The Correspondent attempts not to snort. “Have you seen any of it?”

“As of yet, only in description. But this,” and here he waggles a much-folded survey map in his hand, “though only recently liberated, should prove the most developed of my holdings.”

Cheltingham has been cabling that the subscribers are not so much bored with the conflict as confused, “Why are we there?” rapidly deteriorating into “I don’t care to read about it.” It was no problem after the treacherous attack in February, the Tagalos begging for chastisement, but as the fury of battle has dissipated into the grinding trudge of skirmish and evasion, a chess game where the opponent has only pawns and hides them under the table, the purpose of the adventure falls further into question.

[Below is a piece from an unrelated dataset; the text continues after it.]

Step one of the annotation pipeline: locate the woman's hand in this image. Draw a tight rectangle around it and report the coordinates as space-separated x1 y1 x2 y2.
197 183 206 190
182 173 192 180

The Indians had at least their Fetterman massacre, their Little Big Horn, ambushes of a scale and barbarity to rouse the public’s sporting blood, but this—

Not that he is wishing slaughter on American patriots.

He arrived in Havana rather too previous for the fireworks, a terrible case of the sprue forcing him to return to New York and sit out the siege of Santiago in an isolation ward on Long Island. American shooting wars, and the opportunities for rapid advancement they afford men of print, are in short supply. The Otis angle has been fruitful, the Correspondent using the Tarheel Lieutenant’s pungent observations to hint, nay, to declare that swifter progress (and greater pyrotechnics) should be had if the general were replaced by a younger, bolder commander. And perhaps this plea to the American spirit of adventure and commerce, plus the suggestion that the next Klondike is festooned with palm trees, will reawaken their interest.

A paradise
, he writes,
waiting for Anglo-Saxon angels to reap its bounty
.

The train slows, stops, and they disembark at what the freshly painted sign announces as San Fernando, taken two weeks ago by Hall’s flying column. The sun makes its sudden and cruel assault on the Correspondent’s epidermis and spirit, seeming to drill through the woven palm of his Panama to blister his cranium. They walk through the artillery-blasted stone buildings, the morose privates dragging behind them, to the stick-and-mud village beyond, the dwellings comparing unfavorably with his boyhood treehouse, the requisite coterie of louse-ridden canines harrying their steps (the poorer the man, the more dogs he is bound to own) as Manigault smartly salutes the garrison sentries. Filthy children abound, a few clothed only in Nature’s costume, and he witnesses one old woman entering the rubble-strewn, roofless shell of what was once a small church and pausing, even in the absence of holy water (or the basin that once held it) to sign her wrinkled forehead.

“Ninety percent of war is character,” says the Lieutenant,
apropos
of nothing. “Character and will. The googoo shoots badly because he is untrained, yes, but he remains so because training would be wasted on him. Your mongrel races do not possess the mental stamina, the powers of self-abnegation to apply themselves to any endeavor requiring concentrated effort and understanding. When faced with an enemy greater not only in stature but also in force of will and character, he senses the futility of direct resistance and either flees in panic or resorts to a more skulking, treacherous type of aggression.”

“So you do not esteem the
insurrecto
as an opponent?”

“Our chief opponents here are ignorance, superstition, and savagery. Where the lower races have polluted each other to the degree we have encountered here, their effect is legion. But we shall prevail.”

“ ‘
Their silent, sullen peoples shall thank your God and you.
’ ”

Manigault gives him a wry smile. “As your Mr. Roosevelt has observed, indifferent verse, but noble sentiment.”

The Correspondent smiles, never having thought of the bucktoothed Rough Rider as
his
before, and noting again that to a son of the South all yankees are as one.